İktidarın geleneksel makro devrimci politikalardaki gibi merkezi kavranışından merkezsiz olarak kavranışına geçiş anarşizmin ilk döneminden bugüne kadar mekâna, yerelliğe ve coğrafyaya verdiği önemin başlıca nedenidir. Gelecekte gerçekleşecek bir büyük dünya tarihsel ütopya fikrinden hoşnut olmayan anarşizm somut siyaset önerilerini gündelik hayat içindeki iktidar ilişkilerini dönüştürmek ve toplumsal yaşamın her veçhesine yönelik somut mikro politikalar önermekle günümüzdeki ağsal politik pratikleri önceden haber vermiştir.[4] Ortak dertlerine çareler aramak gibi bir ortaklıkları olması dışında hiçbir kimlik temelli özdeşleşme derdinde olmayan somut insanların, somut toplumsal sorunlar etrafında, çözüm üretici örgütlenmeler ortaya koyacakları bir pratik siyaset, günümüzde insanları kimlik çatışmalarından çıkaracak bir yaklaşıma imkân veriyor. Bu tür pratikler doğası gereği insanların aktif katılımına ihtiyaç duyar ve temsiliyeti ve hiyerarşiyi dışlar.

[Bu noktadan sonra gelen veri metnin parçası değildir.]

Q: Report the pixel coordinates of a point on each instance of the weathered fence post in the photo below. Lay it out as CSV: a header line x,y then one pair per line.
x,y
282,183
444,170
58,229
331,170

Toplumsal dönüşümün konusu devletin iktidarını ele geçirmekten uzaklaşıp tüm hayat alanlarına içine alacak denli genişlediğinde toplumsal mücadelelerin mekânı insanın yaşadığı her yer haline gelecek ve her yerdeki mücadelelerin birbiriyle haberleşme, kültürel alışveriş, deneyim aktarımı, dayanışma gibi meziyetlere sahip minörlükler çokluğunun icra ettiği bir yataylık/ufkîlik (horizontalism) siyaseti halini alacaktır.



[1] Bkz. Carl Levy, Avrupa'da Anarşizm, Enternasyonalizm ve Ulusçuluk: 1860-1939, , Siyahi Dergisi, Sayı: 6 Kasım Aralık 2005, s. 44-51.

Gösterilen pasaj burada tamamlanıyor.